Exterminator Harold Edmond drives from home to home in his white pickup truck, responding to complaints about rodent infestation. As a member of the Rat Rubout program, run by Baltimore’s Department of Public Works, he is tasked with the elimination of a problem that never seems to end. Edmond’s process is simple, and he has refined it into a routine. Upon arriving at a house, he circles the property and examines every crevice. The signs of rats are immediately recognizable: holes in the ground, cracks in the cement, stray bits of chewed-up garbage. After recording his findings, he sprays some rodenticide in the worrisome areas before moving on to the next residence on his list. The neighborhoods he visits are some of the city’s most neglected––places like Edmondson and Sandtown, where Freddie Gray resided before he was killed by police in 2015, that have long suffered from economic depression and dwindling occupancy. It’s no surprise that Edmond spends most of his time in the lowest-income areas of Baltimore. “There ain’t never been a rat problem in Baltimore,” he tells the filmmaker Theo Anthony. “There’s always been a people problem.”
Edmond is one of the subjects of Rat Film (2016), Anthony’s visionary documentary that opens the Art of the Real Festival at the Film Society of Lincoln Center on April 20. The film traces allegorical connections between the city’s rats and its deeply segregated neighborhoods, the latter a subject the Baltimore-based director addressed in his previous short documentary Peace in the Absence of War (2015), about the demonstrations following the death of Freddie Gray. Using a variety of approaches, Anthony presents a kaleidoscopic narrative of entrenched racism that dates back to 1911, when Baltimore passed the country’s first racially motivated zoning legislation that prohibited prospective homeowners of one race from living on a city block occupied by somebody of another race. Although this law was ruled unconstitutional six years later, it carved the city into sections that largely remain unchanged today. Even if segregation couldn’t be enforced in the courts, it was upheld by the private sector.
Throughout the film, this history intersects with an examination of the study of rats and their use in scientific experiments. In 1941, a doctor at Johns Hopkins University Hospital named Curt Richter discovered a rat poison that was palatable and deadly only to rats, thus eliminating the risk of affecting other animals or people. Five years later, behavior scientist John B. Calhoun began his study that charted how overcrowding makes rats more violent toward each other. He coined the phrase “behavioral sink” to designate the social breakdown that occurred in his experiments. Anthony’s editing, explicit without being obvious, makes it easy to pick up metaphoric resonance between experiments with rat control on one hand and racist city planning on the other.
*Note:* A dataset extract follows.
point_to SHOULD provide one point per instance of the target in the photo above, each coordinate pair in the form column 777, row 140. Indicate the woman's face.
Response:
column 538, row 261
Anthony deftly interweaves historical analysis and portraits of Baltimore residents today, who include not only Edmond, who fights rats in an official capacity, but also a pair of African-American men who attempt to capture rodents in their neighborhood’s alleyways using deli meat and peanut butter as bait (when their traps don’t catch the rats, they chase them down with baseball bats). The footage of repeated, failed attempts to eradicate the city’s rat infestation gives the impression that the problem can’t be fixed, no matter how long you wait or how hard you try. Part of the issue is that the rats have nowhere else to go. Much like the people who are forced to fight them off, the rats are trapped. When they try to move into other neighborhoods, as we see in one particularly troubling part of the film, the white residents––here, the “Rat Czar,” a young man with an ironic trucker hat and an arsenal of small weapons––are eager to demonstrate their violent methods at combating rats with no small amount of pleasure.
What is to be done? Rat Film is ultimately less diagnostic than speculative, offering a series of counter-histories and hazy futures. Using Google Street View, Anthony zooms through the streets of Baltimore. What he finds is a new method for thinking of the city as a fluid structure, where what once seemed solid begins to melt and fracture. The accompanying voice-over posits the idea of creating a “New Baltimore,” as if Google’s computer-generated maps can act as a surrogate for a model of redevelopment, a digital blank slate where new lines can be drawn. But that, in the end, feels like a dream that can’t be attained. Though details are erased and faces blurred, remnants of the old city, and its problems, keep cropping up in digital space, and the map breaks down into pixels as Anthony keeps zooming in. What appears to offer freedom is just another trap. As the ominous voice-over says earlier, in reference to Baltimore’s history of racist mortgage policies and its effect on segregation: “Old maps, new maps, same maps.”